During our holiday to Portland in January, we visited the North Portland Cemetery also known as the Old Portland Cemetery. Thanks to a handy brochure I picked up at the Tourist Information Centre it was something we could do as a family.
The guide outlines some of the more notable graves in the cemetery. Each of those graves has a number marker. There are also arrows pointing to the next grave of interest. This made visiting the cemetery fun and educational for the small research assistant. Finding each of the numbered graves and reading the corresponding information in the brochure kept his interest on our circumnavigation of the cemetery.
The number one grave is the Robb family memorial.

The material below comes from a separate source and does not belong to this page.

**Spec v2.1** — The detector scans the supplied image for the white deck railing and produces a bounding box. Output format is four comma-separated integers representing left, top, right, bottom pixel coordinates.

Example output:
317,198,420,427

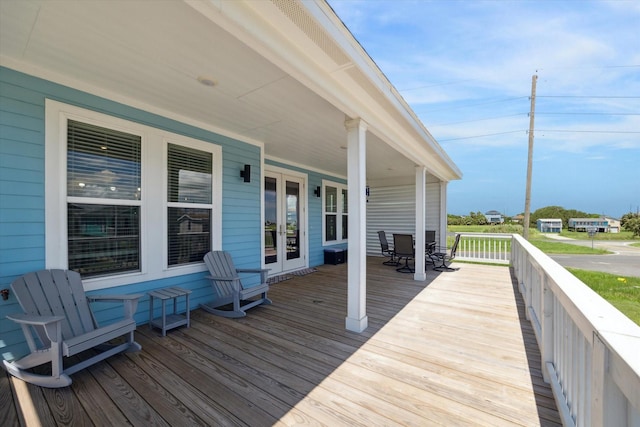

William was a local stonemason.
Despite fires in the past, the wooden fence around the Rankin grave still stands, the last of its kind in the cemetery. The grave belongs to Agnes, Margaret and Charles Rankin
Agnes died from blood poisoning in 1875.

UNIVERSITY LAW EXAMINATIONS. (1875, March 17). The Argus (Melbourne, Vic. : 1848 – 1956), p. 7. Retrieved May 21, 2012, from http://nla.gov.au/nla.news-article11513825
Several members of the Haggestton family lie in the Haggestton plot. Frederick, Sara, Joseph, and John Haggestton, the children of Joseph and Mary Haggestton and Joseph and Mary themselves are all buried here. At the time of Joseph senior’s death in 1907, he owned several properties around Portland. Nineteen properties, including The Royal Hotel, were auctioned on 20 February 1908. The Haggestton headstone was vandalised, along with others, in 1986. It was restored by Parker & Sons, a Portland stonemason.
The graves face out over Portland Bay where many of those buried first entered Victoria.
This unusual headstone dates back to 1841 before the cemetery opened. It belongs to six-year-old Henrietta Earls. Her mother Harriet was also buried in the plot in 1854.